According to the Chief Executive of the London Stock Exchange (LSE), the proposed merger between the aforementioned group and Deutsche Bӧrse has been driven by a necessity to adapt to the reshaping market.
"The way we look at this is we've got to be pushing a little bit ahead of the rest of the industry", says Xavier Rolet, Chief Executive of the LSE, who also indicated that his German partner agreed.
"The real question is not so much how long it is going to take Deutsche Bӧrse. What about the others, the rest of the industry who are refusing to change because they feel that currently in their regulatory environment they're quite protected?"
Many are sceptical about the two exchanges, with politicians, regulators and shareholders being numbered among them. Together, the two exchanges hope to create a London-based European exchange of a size that would enable them to compete against the likes of CME Group, ICE, and Hong Kong Exchanges & Clearing.
Some shareholders are particularly concerned because they are also users of exchange services. "When all is said and done, the industry needs to be structured for customers, not just shareholders" says Rob Boardman, Chief Executive of ITG Europe. But while Rolet acknowledges the weakness of market infrastructure, he argues that it's perfectly achievable to generate long-term shareholder value with the LSE's open access policy.
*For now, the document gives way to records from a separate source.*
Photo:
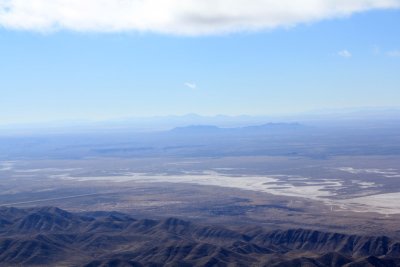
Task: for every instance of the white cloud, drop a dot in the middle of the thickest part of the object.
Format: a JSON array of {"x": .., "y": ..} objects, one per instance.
[
  {"x": 393, "y": 53},
  {"x": 181, "y": 17},
  {"x": 190, "y": 85},
  {"x": 345, "y": 53}
]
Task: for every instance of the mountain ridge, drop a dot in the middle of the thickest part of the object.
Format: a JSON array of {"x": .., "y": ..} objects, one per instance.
[{"x": 51, "y": 236}]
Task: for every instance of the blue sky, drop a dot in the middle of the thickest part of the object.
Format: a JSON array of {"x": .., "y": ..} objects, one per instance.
[{"x": 351, "y": 61}]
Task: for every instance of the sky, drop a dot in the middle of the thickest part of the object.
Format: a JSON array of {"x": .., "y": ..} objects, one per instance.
[{"x": 131, "y": 58}]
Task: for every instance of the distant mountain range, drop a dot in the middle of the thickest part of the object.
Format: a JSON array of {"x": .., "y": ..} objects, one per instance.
[
  {"x": 53, "y": 237},
  {"x": 268, "y": 127},
  {"x": 164, "y": 123}
]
While open access has not been popular with other exchanges, with some of them arguing that it can stagger innovation, it has been accepted in London.
Parts of it have been taken and assimilated into a unique offer that new Deutsche Bӧrse boss, Carsten Kengeter, and customers prefer, according to Rolet. "I think this is very intuitive to young people who live in the age of the internet. It's less intuitive to sometimes relatively hidebound exchange organisations that are steeped in the past."
"Open access is fundamentally pro-competition" says Rolet.